Daniel turned to spy Sean Partry sitting crosslegged in a back corner, surrounded by ironmongery, tamping tobacco into a pipe.
Daniel picked up the glass, telescoped it to full length, and set its wide end into the vee of the missing diamond, which had thoughtfully been lined with a rag. This held it perfectly steady, while allowing him to swivel the narrow end to and fro. Putting his eye to it, and making some small adjustments, he was rewarded with a magnified view of some windows on the upper storey of the Tatler-Lock. Several were boarded over, or else veiled with remnants of sails. One was but a vacant window-frame. Through this could be seen the floor-boards of an empty room, starry with bird-shit.
“There is little to see,” Partry admitted. “Mr. Knockmealdown has a violent aversion to eavesdroppers.”
“It is very good,” was Daniel’s verdict. “The hunter who stakes out bait, must establish a nearby blind, from which to observe his quarry. But not too close, lest the beast nose him, and be put on his guard. This room shall do. And you are correct, Mr. Partry, about the glass. The opticks were ground by a master.”
A concentration of dust-bunnies and feather-shards marked the location of the previous tenant’s Bed and Engine of Revenue. This had been cast into the river and supplanted by more furniture of the plank-and-cask school, on which Threader and Kikin had already claimed seats.

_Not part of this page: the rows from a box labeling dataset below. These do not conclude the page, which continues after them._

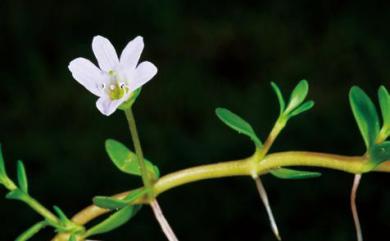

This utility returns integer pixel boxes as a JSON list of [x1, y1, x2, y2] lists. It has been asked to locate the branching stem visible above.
[[53, 151, 390, 241]]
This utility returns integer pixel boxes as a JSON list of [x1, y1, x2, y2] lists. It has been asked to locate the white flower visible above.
[[68, 36, 157, 116]]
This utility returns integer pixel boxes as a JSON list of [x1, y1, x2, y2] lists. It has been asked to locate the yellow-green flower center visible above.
[[106, 70, 128, 100]]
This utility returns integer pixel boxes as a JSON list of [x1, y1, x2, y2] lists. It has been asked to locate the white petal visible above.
[[92, 36, 119, 72], [68, 58, 104, 96], [129, 61, 157, 91], [96, 94, 129, 116], [120, 36, 144, 68]]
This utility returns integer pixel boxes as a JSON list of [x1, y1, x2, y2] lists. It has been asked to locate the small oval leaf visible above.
[[286, 80, 309, 113], [288, 100, 314, 118], [93, 196, 128, 209], [85, 205, 141, 237], [17, 161, 28, 193], [378, 85, 390, 130], [215, 108, 263, 148], [5, 189, 27, 201], [105, 139, 160, 178], [349, 86, 379, 149], [271, 82, 286, 115], [270, 168, 321, 179], [370, 141, 390, 167]]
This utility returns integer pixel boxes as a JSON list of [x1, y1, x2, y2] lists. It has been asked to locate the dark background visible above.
[[0, 0, 390, 241]]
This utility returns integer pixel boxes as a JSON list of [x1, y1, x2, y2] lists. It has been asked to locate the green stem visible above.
[[23, 194, 59, 225], [53, 151, 390, 241], [125, 108, 152, 193]]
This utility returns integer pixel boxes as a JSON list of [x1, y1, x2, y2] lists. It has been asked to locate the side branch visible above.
[[52, 151, 390, 241]]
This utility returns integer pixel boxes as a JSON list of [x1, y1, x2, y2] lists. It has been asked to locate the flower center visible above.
[[103, 71, 129, 100]]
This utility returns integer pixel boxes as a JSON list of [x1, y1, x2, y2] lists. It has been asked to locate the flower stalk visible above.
[[125, 108, 151, 190], [150, 199, 178, 241], [351, 174, 363, 241], [255, 177, 282, 240]]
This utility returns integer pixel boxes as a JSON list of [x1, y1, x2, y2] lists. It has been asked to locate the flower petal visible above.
[[68, 58, 104, 96], [92, 35, 119, 72], [96, 93, 130, 116], [120, 36, 144, 68], [129, 61, 157, 91]]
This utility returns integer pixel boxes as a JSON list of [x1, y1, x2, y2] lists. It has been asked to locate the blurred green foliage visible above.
[[0, 0, 390, 241]]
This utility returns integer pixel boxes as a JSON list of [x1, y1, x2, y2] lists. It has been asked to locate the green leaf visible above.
[[349, 86, 379, 150], [93, 196, 128, 209], [271, 82, 286, 115], [93, 189, 147, 209], [270, 168, 321, 179], [370, 141, 390, 168], [53, 206, 71, 223], [286, 80, 309, 113], [15, 221, 47, 241], [5, 189, 27, 201], [17, 161, 28, 193], [215, 108, 263, 148], [378, 85, 390, 129], [123, 189, 147, 203], [85, 205, 141, 237], [105, 139, 160, 178], [288, 100, 314, 118]]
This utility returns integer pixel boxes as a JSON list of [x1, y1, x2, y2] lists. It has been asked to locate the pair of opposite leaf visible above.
[[0, 146, 88, 241], [349, 86, 390, 168], [215, 80, 321, 179]]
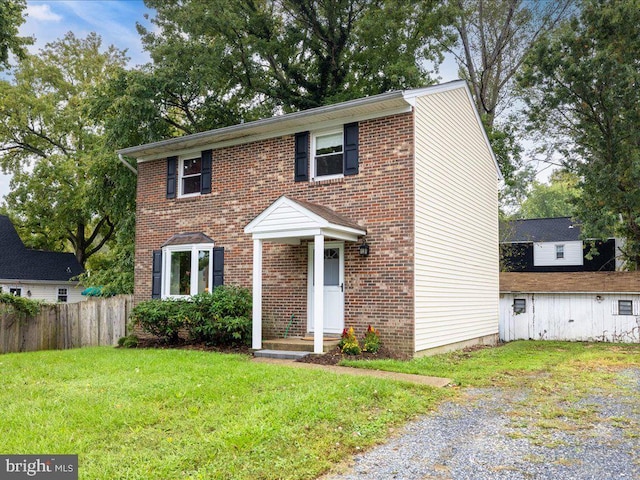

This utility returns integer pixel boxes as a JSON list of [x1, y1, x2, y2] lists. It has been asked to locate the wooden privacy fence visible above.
[[0, 295, 133, 353]]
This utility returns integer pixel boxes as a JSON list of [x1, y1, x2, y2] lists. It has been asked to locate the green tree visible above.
[[520, 170, 580, 218], [520, 0, 640, 264], [0, 0, 33, 70], [449, 0, 574, 190], [95, 0, 449, 142], [138, 0, 447, 111], [0, 33, 135, 266]]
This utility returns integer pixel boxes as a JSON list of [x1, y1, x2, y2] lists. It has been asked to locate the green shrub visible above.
[[362, 325, 380, 353], [188, 285, 252, 345], [131, 285, 251, 345], [340, 327, 362, 355], [131, 300, 189, 344], [118, 335, 138, 348]]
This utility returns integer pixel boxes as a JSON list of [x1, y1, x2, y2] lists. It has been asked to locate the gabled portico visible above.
[[244, 196, 367, 353]]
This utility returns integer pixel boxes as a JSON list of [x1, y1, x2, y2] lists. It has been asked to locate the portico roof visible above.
[[244, 195, 367, 244]]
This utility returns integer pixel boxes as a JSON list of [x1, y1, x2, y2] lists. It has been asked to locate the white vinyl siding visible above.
[[533, 240, 584, 267], [415, 88, 499, 352], [0, 282, 87, 303], [500, 293, 640, 343]]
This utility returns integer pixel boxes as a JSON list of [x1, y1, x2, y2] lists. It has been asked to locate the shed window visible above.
[[513, 298, 527, 313], [618, 300, 633, 315]]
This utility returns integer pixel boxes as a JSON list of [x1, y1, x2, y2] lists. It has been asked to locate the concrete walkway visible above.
[[253, 358, 451, 388]]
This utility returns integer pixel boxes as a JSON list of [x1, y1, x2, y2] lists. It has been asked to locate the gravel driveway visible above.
[[324, 369, 640, 480]]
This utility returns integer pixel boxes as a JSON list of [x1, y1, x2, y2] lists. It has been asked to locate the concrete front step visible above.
[[262, 337, 340, 352], [253, 350, 310, 360]]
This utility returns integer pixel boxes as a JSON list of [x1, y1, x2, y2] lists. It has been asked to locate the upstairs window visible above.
[[167, 150, 213, 198], [180, 157, 202, 196], [294, 122, 360, 182], [313, 129, 344, 178]]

Orney moved towards the windows to mark Prudence’s progress downriver but pulled up short as he felt the balcony losing altitude under his weight.
“What have you told the proprietor about who we are, and what we are doing?” Mr. Threader was asking Saturn.

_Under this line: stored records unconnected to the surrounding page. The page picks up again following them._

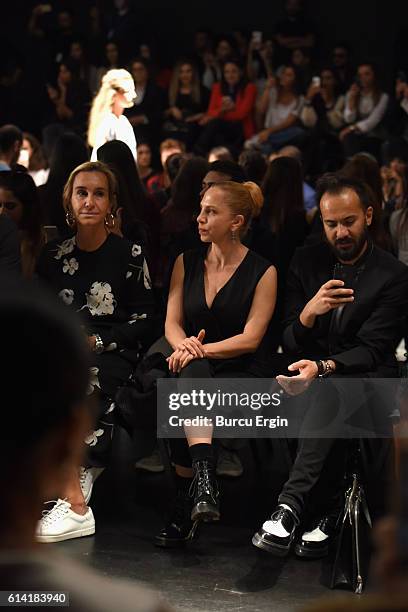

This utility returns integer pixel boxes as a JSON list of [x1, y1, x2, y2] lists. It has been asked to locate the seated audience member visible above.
[[340, 153, 391, 250], [260, 157, 309, 351], [340, 63, 388, 159], [163, 60, 210, 150], [47, 59, 91, 135], [147, 138, 186, 195], [238, 151, 267, 185], [97, 140, 158, 240], [37, 162, 154, 542], [156, 182, 276, 547], [39, 132, 89, 236], [381, 157, 408, 215], [245, 66, 305, 155], [195, 59, 256, 154], [0, 280, 168, 612], [125, 57, 164, 146], [300, 68, 344, 171], [208, 147, 234, 164], [381, 72, 408, 164], [0, 124, 23, 172], [252, 174, 408, 557], [247, 36, 275, 92], [0, 215, 21, 275], [88, 69, 137, 161], [137, 141, 156, 189], [271, 145, 316, 215], [18, 132, 50, 187], [160, 157, 209, 286], [331, 43, 356, 94], [290, 49, 313, 92], [0, 171, 45, 279], [275, 0, 315, 65], [200, 159, 246, 198], [388, 185, 408, 264]]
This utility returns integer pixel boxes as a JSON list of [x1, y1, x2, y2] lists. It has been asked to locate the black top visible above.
[[38, 234, 154, 357], [283, 243, 408, 376], [183, 249, 273, 373]]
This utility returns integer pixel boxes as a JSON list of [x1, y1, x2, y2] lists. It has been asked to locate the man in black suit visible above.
[[252, 174, 408, 556]]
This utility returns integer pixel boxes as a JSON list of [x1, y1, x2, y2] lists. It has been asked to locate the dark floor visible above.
[[55, 436, 364, 612]]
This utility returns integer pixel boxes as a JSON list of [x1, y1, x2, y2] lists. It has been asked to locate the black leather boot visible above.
[[190, 459, 220, 523], [155, 490, 198, 548]]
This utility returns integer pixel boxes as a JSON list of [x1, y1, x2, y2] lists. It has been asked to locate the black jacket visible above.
[[283, 243, 408, 376]]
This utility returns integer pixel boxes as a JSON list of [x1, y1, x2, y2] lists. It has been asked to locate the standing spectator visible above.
[[0, 172, 45, 279], [137, 141, 156, 188], [88, 69, 137, 161], [340, 62, 388, 159], [18, 132, 50, 187], [275, 0, 315, 65], [196, 60, 256, 153], [163, 60, 210, 150], [47, 59, 91, 135], [0, 125, 23, 172], [332, 43, 355, 93], [125, 57, 164, 151], [245, 66, 306, 155]]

“That you are Royal Society men making observations of the daily currency of the river.”
“He’s not going to believe that, is he?”
“You didn’t ask me what he believes. You asked me what I told him. What he believes, is that you are City men investigating a case of insurance fraud by spying on a certain ship anchored out in the Pool.”
“Fine-our true purpose shall not be suspected as long as he is telling people that.”
“Oh no, he’s not telling people that. He’s telling them that you are a Sect of Dissenters forced to meet in secret because of the recent passage of Bolingbroke’s Schism Act.”
“Let the blokes in the tap-room think we are Dissenters then, is all I’m trying to say.”
“That’s not what they think. They think that you are Sodomites,” Partry said. This silenced Threader for a while.
“No wonder we are paying such exorbitant rent,” reflected Mr. Kikin, “considering the vast scope of activities going on in this one room.”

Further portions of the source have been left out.